The central promise of nanocomputing is that it can greatly increase the computing power available to researchers and engineers alike. In recent years, some have worried that Moore’s Law—that transistors per chip and therefore computing power doubles over a predictable timeframe—is no longer holding true, because as we build ever smaller computers, we are encountering strange quantum effects that limit our ability to work at this scale.
Nanocomputing is one approach to overcoming this problem. Nanocomputers use a variety of novel media to perform calculations—anything from organic chemical reactions to nano-MOSFETs. However, most of these devices depend on intricate physical systems to allow for intricate computational algorithms and machine learning procedures that can be used to generate novel information representations for a broad range of uses.

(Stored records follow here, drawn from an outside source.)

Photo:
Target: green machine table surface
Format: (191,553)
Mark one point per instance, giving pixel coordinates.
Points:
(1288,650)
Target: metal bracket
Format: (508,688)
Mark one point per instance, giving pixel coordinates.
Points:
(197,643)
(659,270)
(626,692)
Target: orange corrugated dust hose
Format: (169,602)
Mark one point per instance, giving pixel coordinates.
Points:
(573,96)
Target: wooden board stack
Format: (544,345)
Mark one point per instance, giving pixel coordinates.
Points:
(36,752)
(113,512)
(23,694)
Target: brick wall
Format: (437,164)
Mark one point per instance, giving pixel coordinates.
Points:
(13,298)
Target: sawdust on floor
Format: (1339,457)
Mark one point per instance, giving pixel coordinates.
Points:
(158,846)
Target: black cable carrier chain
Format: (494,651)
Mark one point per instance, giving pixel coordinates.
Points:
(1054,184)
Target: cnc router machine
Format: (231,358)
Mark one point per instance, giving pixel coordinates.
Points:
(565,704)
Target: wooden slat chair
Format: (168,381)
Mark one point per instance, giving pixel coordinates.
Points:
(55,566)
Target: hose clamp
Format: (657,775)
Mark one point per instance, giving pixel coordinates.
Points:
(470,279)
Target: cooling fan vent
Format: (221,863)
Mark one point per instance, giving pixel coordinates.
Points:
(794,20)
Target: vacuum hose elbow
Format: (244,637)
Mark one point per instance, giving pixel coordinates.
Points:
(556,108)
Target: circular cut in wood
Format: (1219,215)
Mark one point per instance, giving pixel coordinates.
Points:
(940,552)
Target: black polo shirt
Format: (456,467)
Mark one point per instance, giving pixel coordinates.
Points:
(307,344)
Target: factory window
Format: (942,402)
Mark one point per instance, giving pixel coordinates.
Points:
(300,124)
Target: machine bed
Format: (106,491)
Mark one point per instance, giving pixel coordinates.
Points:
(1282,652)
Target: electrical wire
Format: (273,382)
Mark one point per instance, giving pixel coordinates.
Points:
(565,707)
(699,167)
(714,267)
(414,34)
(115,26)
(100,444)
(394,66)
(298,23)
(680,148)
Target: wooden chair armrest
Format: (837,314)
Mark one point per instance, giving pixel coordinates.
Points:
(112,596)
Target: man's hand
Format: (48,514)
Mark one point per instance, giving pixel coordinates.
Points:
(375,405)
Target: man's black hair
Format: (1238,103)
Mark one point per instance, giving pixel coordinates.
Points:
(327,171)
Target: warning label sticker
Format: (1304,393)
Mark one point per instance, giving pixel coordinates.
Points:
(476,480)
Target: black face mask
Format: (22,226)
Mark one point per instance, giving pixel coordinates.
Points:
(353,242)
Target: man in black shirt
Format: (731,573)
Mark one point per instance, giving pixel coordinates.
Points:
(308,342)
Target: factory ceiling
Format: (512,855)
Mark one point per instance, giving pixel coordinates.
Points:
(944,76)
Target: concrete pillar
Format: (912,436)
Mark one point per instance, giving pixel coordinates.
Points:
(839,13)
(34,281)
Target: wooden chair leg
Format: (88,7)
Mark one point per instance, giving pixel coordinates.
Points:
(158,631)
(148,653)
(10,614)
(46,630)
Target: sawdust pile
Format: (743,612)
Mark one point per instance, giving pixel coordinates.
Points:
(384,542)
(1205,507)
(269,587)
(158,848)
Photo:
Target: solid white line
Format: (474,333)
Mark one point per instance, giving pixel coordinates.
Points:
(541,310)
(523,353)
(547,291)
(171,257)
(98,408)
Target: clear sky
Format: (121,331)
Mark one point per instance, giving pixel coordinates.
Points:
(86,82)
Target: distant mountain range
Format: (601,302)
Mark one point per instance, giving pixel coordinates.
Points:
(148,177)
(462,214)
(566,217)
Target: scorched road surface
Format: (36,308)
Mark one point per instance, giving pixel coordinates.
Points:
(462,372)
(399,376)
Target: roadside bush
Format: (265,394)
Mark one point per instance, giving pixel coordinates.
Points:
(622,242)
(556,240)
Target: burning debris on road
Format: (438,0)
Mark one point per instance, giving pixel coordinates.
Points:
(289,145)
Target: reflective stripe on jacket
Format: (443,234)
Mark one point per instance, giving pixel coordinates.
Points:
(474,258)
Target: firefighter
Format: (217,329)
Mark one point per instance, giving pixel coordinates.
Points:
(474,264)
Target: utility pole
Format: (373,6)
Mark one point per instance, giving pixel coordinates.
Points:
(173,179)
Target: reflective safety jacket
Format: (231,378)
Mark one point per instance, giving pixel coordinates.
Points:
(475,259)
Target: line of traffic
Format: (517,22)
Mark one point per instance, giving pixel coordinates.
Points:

In simple terms, AIs can help us to understand the ways in which materials work at the nanoscale. This might allow us to build computers at this scale that are not dependent on the transistor-based architecture that most computers today are based on. This, in turn, will allow the creation of ever more sophisticated AIs, which will allow us to probe this behavior still further. In the same way that neural networks could help computers code themselves, nanocomputing technologies could allow computers to build themselves.
Of course, both AI and nanotechnology are emerging technologies, and it remains to be seen how each will develop. However, the ways in which these technologies are already being used mean that it’s possible to see an emerging syncretism. Advances in AI are allowing us to understand the behavior of materials at the nano scale, and this is turn might allow us to create ever more powerful AIs. In this sense, the two technologies are closely intertwined.